Георгий Гречко: устроить на Марсе революцию… Самый улыбчивый советский космонавт Георгий Гречко давно уже Землю из иллюминатора не наблюдает, разве что с борта самолета, по телевизору или во сне. Но это вовсе не означает, что он далек от космонавтики, ведь звезды - его жизнь. К тому же, по словам самого Гречко, "бывших" в этом деле не бывает.

Недавно Георгий Михайлович опубликовал книгу своих воспоминаний "Космонавт No 34. От лучины до пришельцев". В беседе с корреспондентом "Эхо планеты" он рассказал о произведениях, которые сыграли главную роль в его жизни.

- Георгий Михайлович, как родилась ваша книга?

- Просто я однажды понял, что нельзя больше молчать о тех удивительных событиях, свидетелем или участником которых я был. Это же маленькое преступление - не рассказать людям об интересном! Но я всегда знал, что я никакой не писатель. Напишу одну строчку - вторую зачеркну. Пытался со знакомым писателем работать, но он писал то, как меня понимал, а моих слов там не было. Тогда я взял диктофон, начал делать записи. Потом перевел их на бумагу, отсек лишнее. Так все наконец и случилось: родились истории о прекрасных людях в моей жизни, о космосе, о необычных происшествиях.

- Вас об этом спрашивали миллион раз, но ведь не спросить нельзя, потому что интересно очень: как вы решили стать космонавтом?

- А я люблю рассказывать, так что спрашивайте на здоровье! В космос меня позвали книги. Сначала фантастика разная увлекла, затем научно-популярная литература. Я понял, что мечту можно осуществить. А самого слова космонавт, кстати, в те далекие годы и не было даже. Существовала формулировка "межпланетные сообщения". Вот в этих самых "межпланетных сообщениях" я и мечтал однажды принять участие. Хотел, понимаешь, революцию на Марсе устроить. Сейчас, конечно, мне смешно об этих своих юношеских порывах вспоминать, но все же до звезд я добрался. И это несмотря на то, что Циолковский мой пыл здорово охладил. Он ведь думал, что человек полетит в космос лет через сто, не раньше! Но когда Королев вовсю развернулся, временные рамки полета человека в космос опять изменились: Сергей Павлович заявил, что уже через 25 лет мы будем на орбите. И вот я смог полететь, дождался, называется. Стал "номером 34".

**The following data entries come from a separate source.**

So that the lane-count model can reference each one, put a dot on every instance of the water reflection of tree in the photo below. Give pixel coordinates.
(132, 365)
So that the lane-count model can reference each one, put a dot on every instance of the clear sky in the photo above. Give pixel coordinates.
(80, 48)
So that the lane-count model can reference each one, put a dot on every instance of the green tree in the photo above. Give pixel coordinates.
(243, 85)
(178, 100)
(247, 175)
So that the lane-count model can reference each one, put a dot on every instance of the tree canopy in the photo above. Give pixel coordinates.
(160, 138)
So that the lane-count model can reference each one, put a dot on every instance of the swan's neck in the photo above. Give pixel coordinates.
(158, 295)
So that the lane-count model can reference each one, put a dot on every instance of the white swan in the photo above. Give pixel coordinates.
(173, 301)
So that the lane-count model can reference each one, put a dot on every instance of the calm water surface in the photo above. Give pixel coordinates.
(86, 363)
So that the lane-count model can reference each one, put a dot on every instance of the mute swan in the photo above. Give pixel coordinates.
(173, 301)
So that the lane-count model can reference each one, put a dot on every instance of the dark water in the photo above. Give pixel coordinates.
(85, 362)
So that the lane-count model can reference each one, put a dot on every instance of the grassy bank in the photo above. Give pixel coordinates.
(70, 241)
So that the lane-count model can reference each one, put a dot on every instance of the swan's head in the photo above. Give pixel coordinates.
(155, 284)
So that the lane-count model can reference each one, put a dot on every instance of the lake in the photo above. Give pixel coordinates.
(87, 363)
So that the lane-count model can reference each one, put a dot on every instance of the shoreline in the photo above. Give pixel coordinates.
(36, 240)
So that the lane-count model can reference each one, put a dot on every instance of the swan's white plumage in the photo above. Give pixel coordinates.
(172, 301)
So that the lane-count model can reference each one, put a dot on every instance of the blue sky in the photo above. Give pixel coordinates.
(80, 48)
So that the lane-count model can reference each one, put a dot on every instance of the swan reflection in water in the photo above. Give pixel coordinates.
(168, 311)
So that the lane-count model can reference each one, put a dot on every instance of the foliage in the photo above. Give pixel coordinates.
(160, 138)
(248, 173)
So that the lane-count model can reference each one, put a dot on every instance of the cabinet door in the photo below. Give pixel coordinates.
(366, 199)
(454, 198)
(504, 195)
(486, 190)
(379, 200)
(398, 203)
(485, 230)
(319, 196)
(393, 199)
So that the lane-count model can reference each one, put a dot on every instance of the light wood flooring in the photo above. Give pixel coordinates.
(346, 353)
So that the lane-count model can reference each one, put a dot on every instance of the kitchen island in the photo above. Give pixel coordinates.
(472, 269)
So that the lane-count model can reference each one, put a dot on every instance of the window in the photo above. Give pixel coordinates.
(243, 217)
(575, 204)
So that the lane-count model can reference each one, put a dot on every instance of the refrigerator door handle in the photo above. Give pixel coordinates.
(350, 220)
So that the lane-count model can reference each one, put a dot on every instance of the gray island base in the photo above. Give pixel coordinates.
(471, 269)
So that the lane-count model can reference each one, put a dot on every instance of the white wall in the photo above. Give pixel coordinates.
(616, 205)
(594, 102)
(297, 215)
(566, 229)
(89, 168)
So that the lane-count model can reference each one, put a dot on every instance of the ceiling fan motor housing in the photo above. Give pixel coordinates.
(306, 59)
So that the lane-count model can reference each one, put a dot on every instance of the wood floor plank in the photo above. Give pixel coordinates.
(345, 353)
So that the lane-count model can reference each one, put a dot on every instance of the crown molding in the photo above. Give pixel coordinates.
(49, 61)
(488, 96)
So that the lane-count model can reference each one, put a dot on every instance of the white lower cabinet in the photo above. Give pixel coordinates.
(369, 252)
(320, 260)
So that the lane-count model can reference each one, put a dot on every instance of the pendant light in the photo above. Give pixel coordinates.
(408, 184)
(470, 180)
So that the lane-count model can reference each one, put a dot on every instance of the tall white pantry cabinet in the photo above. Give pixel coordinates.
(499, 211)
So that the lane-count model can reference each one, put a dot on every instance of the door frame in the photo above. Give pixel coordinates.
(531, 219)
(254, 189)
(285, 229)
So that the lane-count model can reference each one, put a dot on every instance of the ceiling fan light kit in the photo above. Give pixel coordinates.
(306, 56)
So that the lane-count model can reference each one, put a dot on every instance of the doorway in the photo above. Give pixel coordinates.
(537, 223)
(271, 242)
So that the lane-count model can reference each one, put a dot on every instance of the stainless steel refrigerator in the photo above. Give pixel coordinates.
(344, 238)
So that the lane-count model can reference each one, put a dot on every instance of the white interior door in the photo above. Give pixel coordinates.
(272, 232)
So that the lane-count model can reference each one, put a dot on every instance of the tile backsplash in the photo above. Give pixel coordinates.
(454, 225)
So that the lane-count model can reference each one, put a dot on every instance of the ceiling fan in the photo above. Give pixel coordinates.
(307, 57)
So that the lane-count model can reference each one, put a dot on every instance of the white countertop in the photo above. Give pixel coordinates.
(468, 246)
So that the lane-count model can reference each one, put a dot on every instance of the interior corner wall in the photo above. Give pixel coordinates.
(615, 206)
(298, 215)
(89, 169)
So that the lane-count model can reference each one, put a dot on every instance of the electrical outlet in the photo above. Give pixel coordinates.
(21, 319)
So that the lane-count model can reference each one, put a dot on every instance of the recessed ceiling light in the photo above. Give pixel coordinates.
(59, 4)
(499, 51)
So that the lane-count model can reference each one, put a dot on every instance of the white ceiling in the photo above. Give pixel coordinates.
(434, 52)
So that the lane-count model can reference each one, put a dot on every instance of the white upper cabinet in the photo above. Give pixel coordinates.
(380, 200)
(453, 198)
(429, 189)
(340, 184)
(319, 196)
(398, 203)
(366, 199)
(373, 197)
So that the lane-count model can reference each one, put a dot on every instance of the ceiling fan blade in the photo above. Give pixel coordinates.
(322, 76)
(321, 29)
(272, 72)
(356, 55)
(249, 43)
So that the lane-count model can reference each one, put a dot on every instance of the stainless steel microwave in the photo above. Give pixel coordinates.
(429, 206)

- Смелая и дерзкая писательская мысль многих увлекала в заоблачные выси и оказала существенное влияние на развитие отечественной космонавтики. Книги каких фантастов произвели на вас наибольшее впечатление?

- Самыми главными авторами для меня, безусловно, были братья Стругацкие. Их книгу "Трудно быть богом" я даже в космос с собой брал. Меня поразила основная мысль этой вещи - никакая, даже самая развитая, цивилизация не может ускорить развитие цивилизации примитивной. Разумеется, и Станислава Лема я обожал, он тогда был очень популярен. Он, кстати, хорошо говорил по-русски, и когда нам довелось встретиться, помню, мы обсуждали кино. Ему не понравилась экранизация "Соляриса", а мне этот фильм нравился очень. Но Лем считал, что его героев изобразили не такими, какими он их описал. Я писателя старался переубедить, объяснял, что режиссер - это же не иллюстратор. Он создал свое собственное произведение на основе книги.

- А что еще помимо Стругацких вы читали в космосе?

- Книгу Ольги Ларионовой "Леопард с вершины Килиманджаро" и еще "Наш человек в Гаване" Грэма Грина. Прибавьте уже упомянутый роман "Трудно быть богом", и получится моя нехитрая космическая библиотечка. С собой же много не возьмешь, вес личного багажа до грамма просчитывался. Вот я и решил брать лишь те любимые книги, в которых, на мой взгляд, есть все и обо всем, и к которым нескучно возвращаться вновь. Между прочим, эту свою потрепанную книжку "Наш человек в Гаване", облетевшую Землю много-много раз, я при встрече подарил самому автору. Грэм Грин очень гордился, что у него есть экземпляр от русского космонавта.

- Космос меняет человека?

- Оттуда невозможно вернуться прежним. Помню, в космосе я выращивал горох, это был эксперимент. И однажды я поймал себя на мысли о том, что подлетаю к нему не только для того, чтобы полить или провести замеры, а чтобы просто посмотреть. Для меня было важно вот это созерцание. Горошины были как живые, они менялись, росли на моих глазах. И когда я вернулся на Землю, что-то изменилось в моем отношении к природе. Я стал очень любить ее и ценить, она ко мне "вернулась". Есть один очень жестокий закон, который действует в жизни. Это закон цены потери: все мы до конца не ценим то, что имеем. А когда теряем - начинаем ценить. Но, как правило, бывает уже поздно что-либо менять.